Why is this not a violation to the 2nd law of thermodynamics?

1. Feb 14, 2007

LTP

An ideal gas is enclosed in a cylinder with a tight-shutting piston, which moves without friction. There is a bowl with fine grained sand on top of the piston. The cylinder is placed in a headed bath which keeps the gas a constant temperature, see attached file.

One sand grain is then removed. The piston moves an infinitesimal step out, and the pressure in the cylinder drops infinitesimally. If we place another sand grain in the bowl, the pressure rises by an infinitesimal step and work is converted to heat.
For an expansion of an ideal gas at constant temperature is
$$\Delta U = 0$$
which yields
$$Q= -W$$
So if we remove a sand grain from the piston, we are actually converting heat (from the heated bath) to work (lifting the piston) which is a violation to the 2nd law of thermodynamics.

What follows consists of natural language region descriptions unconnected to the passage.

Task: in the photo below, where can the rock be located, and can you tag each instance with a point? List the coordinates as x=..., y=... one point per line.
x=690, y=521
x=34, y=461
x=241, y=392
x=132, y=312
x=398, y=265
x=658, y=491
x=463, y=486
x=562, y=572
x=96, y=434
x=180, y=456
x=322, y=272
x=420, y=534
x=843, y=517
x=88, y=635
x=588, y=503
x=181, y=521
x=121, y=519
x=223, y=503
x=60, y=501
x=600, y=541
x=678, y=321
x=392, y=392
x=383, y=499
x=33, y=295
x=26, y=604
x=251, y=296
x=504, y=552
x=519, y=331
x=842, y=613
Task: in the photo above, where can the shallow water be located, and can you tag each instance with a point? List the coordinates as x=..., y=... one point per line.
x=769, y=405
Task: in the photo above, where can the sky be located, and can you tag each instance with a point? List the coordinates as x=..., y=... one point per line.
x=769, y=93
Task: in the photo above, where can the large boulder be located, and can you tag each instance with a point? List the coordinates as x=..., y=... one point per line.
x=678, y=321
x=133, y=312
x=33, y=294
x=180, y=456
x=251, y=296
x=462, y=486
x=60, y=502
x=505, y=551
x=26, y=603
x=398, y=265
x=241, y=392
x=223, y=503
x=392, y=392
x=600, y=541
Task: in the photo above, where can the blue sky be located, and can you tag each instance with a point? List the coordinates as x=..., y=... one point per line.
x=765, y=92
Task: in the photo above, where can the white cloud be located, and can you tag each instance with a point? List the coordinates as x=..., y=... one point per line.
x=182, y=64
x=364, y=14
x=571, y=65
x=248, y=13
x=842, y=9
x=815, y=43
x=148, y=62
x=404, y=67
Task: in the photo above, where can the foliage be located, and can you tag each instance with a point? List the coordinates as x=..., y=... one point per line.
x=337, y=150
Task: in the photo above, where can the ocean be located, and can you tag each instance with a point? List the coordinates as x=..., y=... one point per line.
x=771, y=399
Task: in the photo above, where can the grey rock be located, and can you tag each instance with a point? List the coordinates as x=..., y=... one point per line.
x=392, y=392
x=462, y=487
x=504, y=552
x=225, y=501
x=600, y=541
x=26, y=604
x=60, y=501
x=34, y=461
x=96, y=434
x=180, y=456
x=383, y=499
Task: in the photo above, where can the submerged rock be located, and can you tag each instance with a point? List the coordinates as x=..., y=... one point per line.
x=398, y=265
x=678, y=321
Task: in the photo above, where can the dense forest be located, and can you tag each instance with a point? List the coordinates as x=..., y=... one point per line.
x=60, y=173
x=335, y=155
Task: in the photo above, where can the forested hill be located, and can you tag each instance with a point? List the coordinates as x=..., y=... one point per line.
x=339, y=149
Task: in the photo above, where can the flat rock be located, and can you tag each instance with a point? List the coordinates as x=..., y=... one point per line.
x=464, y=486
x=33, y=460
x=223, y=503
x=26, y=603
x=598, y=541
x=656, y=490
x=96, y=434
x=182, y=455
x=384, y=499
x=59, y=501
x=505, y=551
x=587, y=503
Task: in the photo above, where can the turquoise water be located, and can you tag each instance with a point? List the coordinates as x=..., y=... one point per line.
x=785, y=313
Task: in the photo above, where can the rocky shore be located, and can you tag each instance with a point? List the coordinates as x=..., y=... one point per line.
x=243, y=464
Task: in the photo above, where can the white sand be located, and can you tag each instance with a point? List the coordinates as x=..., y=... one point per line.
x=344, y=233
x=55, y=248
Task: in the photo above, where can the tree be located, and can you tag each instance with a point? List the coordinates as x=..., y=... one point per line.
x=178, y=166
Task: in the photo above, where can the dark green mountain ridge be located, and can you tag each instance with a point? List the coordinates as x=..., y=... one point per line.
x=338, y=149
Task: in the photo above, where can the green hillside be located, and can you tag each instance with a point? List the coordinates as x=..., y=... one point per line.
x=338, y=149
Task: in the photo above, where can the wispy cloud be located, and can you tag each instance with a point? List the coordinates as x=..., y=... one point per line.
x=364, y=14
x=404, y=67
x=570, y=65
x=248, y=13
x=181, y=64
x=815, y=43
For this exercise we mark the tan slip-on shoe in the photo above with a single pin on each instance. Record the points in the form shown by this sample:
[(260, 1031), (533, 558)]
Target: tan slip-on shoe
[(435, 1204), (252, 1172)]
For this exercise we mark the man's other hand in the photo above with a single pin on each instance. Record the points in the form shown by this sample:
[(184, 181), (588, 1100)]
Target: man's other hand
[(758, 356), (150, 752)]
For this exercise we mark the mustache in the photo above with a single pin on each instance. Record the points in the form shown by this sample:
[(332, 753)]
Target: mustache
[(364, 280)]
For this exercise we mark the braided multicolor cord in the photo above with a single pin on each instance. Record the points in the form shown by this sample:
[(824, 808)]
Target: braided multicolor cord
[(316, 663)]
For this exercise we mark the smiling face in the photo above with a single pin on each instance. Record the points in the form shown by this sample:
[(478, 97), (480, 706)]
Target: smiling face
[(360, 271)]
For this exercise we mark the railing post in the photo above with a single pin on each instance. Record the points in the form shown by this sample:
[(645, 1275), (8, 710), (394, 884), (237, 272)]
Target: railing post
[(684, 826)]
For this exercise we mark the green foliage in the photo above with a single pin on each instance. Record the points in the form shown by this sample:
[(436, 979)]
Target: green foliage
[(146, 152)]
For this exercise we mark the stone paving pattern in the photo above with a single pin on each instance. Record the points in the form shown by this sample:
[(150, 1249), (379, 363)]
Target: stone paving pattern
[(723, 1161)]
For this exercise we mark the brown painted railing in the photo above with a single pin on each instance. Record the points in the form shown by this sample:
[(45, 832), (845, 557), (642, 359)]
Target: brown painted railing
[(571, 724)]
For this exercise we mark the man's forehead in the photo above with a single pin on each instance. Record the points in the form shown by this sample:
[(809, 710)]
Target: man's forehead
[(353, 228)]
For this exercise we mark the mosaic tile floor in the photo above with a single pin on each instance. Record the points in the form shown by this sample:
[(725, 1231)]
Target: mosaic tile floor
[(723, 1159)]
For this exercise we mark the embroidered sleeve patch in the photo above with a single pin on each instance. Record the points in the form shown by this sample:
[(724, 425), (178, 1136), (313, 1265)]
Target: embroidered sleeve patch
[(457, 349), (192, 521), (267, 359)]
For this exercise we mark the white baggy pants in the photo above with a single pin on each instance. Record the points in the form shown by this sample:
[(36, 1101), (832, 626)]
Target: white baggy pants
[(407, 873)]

Why is this possible? Is it because it's a reversible process? What if we remove all of the sand grains one by one, would the work then become non-infinitesimal?

Attached Files:

• 2HS.PNG
File size:
1 KB
Views:
131
2. Feb 14, 2007

HallsofIvy

What work is being done to remove and replace the grain of sand? The movement of the piston is directly dependent on the weight of the grain of sand and so is the work required to move it off and put it back on the plate.

3. Feb 14, 2007

Q_Goest

Hi LTP. That's a thought experiment used in virtually all texts on thermodynamics. The intent is to aid in understanding a reversible process. In the idealized case, the process is seen to be "reversible". Of course, it's impossible to actually create the ideal case in reality.

4. Feb 14, 2007

tim_lou

where in the second law says does it say you cannot convert heat to work? the process described here is infinitesimal and quasistatic. change in entropy is zero. What's wrong with it?

yeah, Q=-W, why not?

Last edited: Feb 14, 2007
5. Feb 14, 2007

Andrew Mason

There is only a violation of the second law if there is a reduction in the total entropy of the system and surroundings, which would occur only if heat flowed from colder to hotter reservoir without the addition of work.

But in this case the removal of a grain of sand decreases the pressure so the volume expands and in doing so cools slightly. The heat from the surroundings flows in to raise the temperature back to the original. The work done in lifting the sand is stored as gravitational potential energy of the sand.

When you add back the grain of sand (after having lifted it slightly from where your removed it), the pressure increases and the volume decreases causing a slight increase in temperature. Heat then flows out to the surroundings. The work done to the gas is the reduction of potential energy of the sand.

But for the work done in lifting that one grain of sand, this would be a reversible process with $\Delta S = 0$.

AM

6. Feb 17, 2007

haiha

I think deltaS is not zero when you remove one grain of sand. V increases (although very small) and consequently S increases, that's why the gas should be cooler if it is fully adiabatic.

7. Feb 19, 2007

jeroen

If this bath keeps the cylinder at constant temperature then it must do two things:
-Cool the cylinder when heat is added to the cylinder. (when you add a grain of sand)
-Warm the cylinder when heat is removed from the cylinder. (when you remove a grain of sand)

Assuming that this is not a magic bath, it would transfer heat between the system you described and the outside world.

Last edited: Feb 19, 2007